Welcome to MLBase’s documentation!

MLBase.jl is a Julia package that provides useful tools for machine learning applications. It can be considered as a Swiss knife for you when you are writing machine learning codes.

Dependencies:

Contents:

Data Preprocessing Utilities

The package provide a variety of functions for data preprocessing.

Data Repetition

repeach(a, n)

Repeat each element in vector a for n times. Here n can be either a scalar or a vector with the same length as a.

using MLBase

repeach(1:3, 2) # --> [1, 1, 2, 2, 3, 3]
repeach(1:3, [3,2,1]) # --> [1, 1, 1, 2, 2, 3]
repeachcol(a, n)

Repeat each column in matrix a for n times. Here n can be either a scalar or a vector with length(n) == size(a,2).

repeachrow(a, n)

Repeat each row in matrix a for n times. Here n can be either a scalar or a vector with length(n) == size(a,1).

Label Processing

In machine learning, we often need to first attach each class with an integer label. This package provides a type LabelMap that captures the association between discrete values (e.g a finite set of strings) and integer labels.

Together with LabelMap, the package also provides a function labelmap to construct the map from a sequence of discrete values, and a function labelencode to map discrete values to integer labels.

julia> lm = labelmap(["a", "a", "b", "b", "c"])
LabelMap (with 3 labels):
[1] a
[2] b
[3] c

julia> labelencode(lm, "b")
2

julia> labelencode(lm, ["a", "c", "b"])
3-element Array{Int64,1}:
 1
 3
 2

Note that labelencode can be applied to either single value or an array.

The package also provides a function groupindices to group indices based on associated labels.

julia> groupindices(3, [1, 1, 1, 2, 2, 3, 2])
3-element Array{Array{Int64,1},1}:
 [1,2,3]
 [4,5,7]
 [6]

 # using lm as constructed above
julia> groupindices(lm, ["a", "a", "c", "b", "b"])
3-element Array{Array{Int64,1},1}:
 [1,2]
 [4,5]
 [3]

Classification

A classification procedure, no matter how sophisticated it is, generally consists of two steps: (1) assign a score/distance to each class, and (2) choose the class that yields the highest score/lowest distance.

This package provides a function classify and its friends to accomplish the second step, that is, to predict labels based on scores.

classify(x[, ord])

Classify based on scores given in x and the order of scores specified in ord.

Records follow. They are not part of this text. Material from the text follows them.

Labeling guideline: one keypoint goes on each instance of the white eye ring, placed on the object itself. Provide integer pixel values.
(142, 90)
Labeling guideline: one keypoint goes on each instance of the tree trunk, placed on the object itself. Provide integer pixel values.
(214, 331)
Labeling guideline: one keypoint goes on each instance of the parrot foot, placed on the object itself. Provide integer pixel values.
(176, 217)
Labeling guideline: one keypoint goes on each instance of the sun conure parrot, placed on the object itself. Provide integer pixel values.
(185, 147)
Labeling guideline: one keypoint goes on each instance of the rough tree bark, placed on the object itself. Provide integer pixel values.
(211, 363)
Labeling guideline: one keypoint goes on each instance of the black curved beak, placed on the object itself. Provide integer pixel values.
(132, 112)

Generally, ord can be any instance of type Ordering. However, it usually enough to use either Forward or Reverse:

  • ord = Forward: higher value indicates better match (e.g., similarity)
  • ord = Reverse: lower value indicates better match (e.g., distances)

When ord is omitted, it is defaulted to Forward.

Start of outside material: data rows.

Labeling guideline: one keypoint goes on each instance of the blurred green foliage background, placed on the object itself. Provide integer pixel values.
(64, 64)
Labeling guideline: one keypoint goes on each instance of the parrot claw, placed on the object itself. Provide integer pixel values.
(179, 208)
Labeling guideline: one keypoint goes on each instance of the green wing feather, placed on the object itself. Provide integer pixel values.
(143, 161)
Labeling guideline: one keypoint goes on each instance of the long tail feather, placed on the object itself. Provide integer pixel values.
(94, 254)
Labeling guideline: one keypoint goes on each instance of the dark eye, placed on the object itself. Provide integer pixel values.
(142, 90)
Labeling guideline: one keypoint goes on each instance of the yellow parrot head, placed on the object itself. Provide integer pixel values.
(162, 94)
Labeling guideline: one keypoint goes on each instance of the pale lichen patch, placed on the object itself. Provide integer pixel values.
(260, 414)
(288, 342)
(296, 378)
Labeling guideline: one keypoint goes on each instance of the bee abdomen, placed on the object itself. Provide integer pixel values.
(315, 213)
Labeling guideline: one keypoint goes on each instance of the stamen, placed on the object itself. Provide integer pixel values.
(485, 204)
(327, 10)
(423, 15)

When x is a vector, it produces an integer label. When x is a matrix, it produces a vector of integers, each for a column of x.

classify([0.2, 0.5, 0.3])  # --> 2
classify([0.2, 0.5, 0.3], Forward)  # --> 2
classify([0.2, 0.5, 0.3], Reverse)  # --> 1

classify([0.2 0.5 0.3; 0.7 0.6 0.2]') # --> [2, 1]
classify([0.2 0.5 0.3; 0.7 0.6 0.2]', Forward) # --> [2, 1]
classify([0.2 0.5 0.3; 0.7 0.6 0.2]', Reverse) # --> [1, 3]
classify!(r, x[, ord])

Write predicted labels to r.

classify_withscore(x[, ord])

Return a pair as (label, score), where score is the input score corresponding to the predicted label.

classify_withscores(x[, ord])

This function applies to a matrix x comprised of multiple samples (each being a column). It returns a pair (labels, scores).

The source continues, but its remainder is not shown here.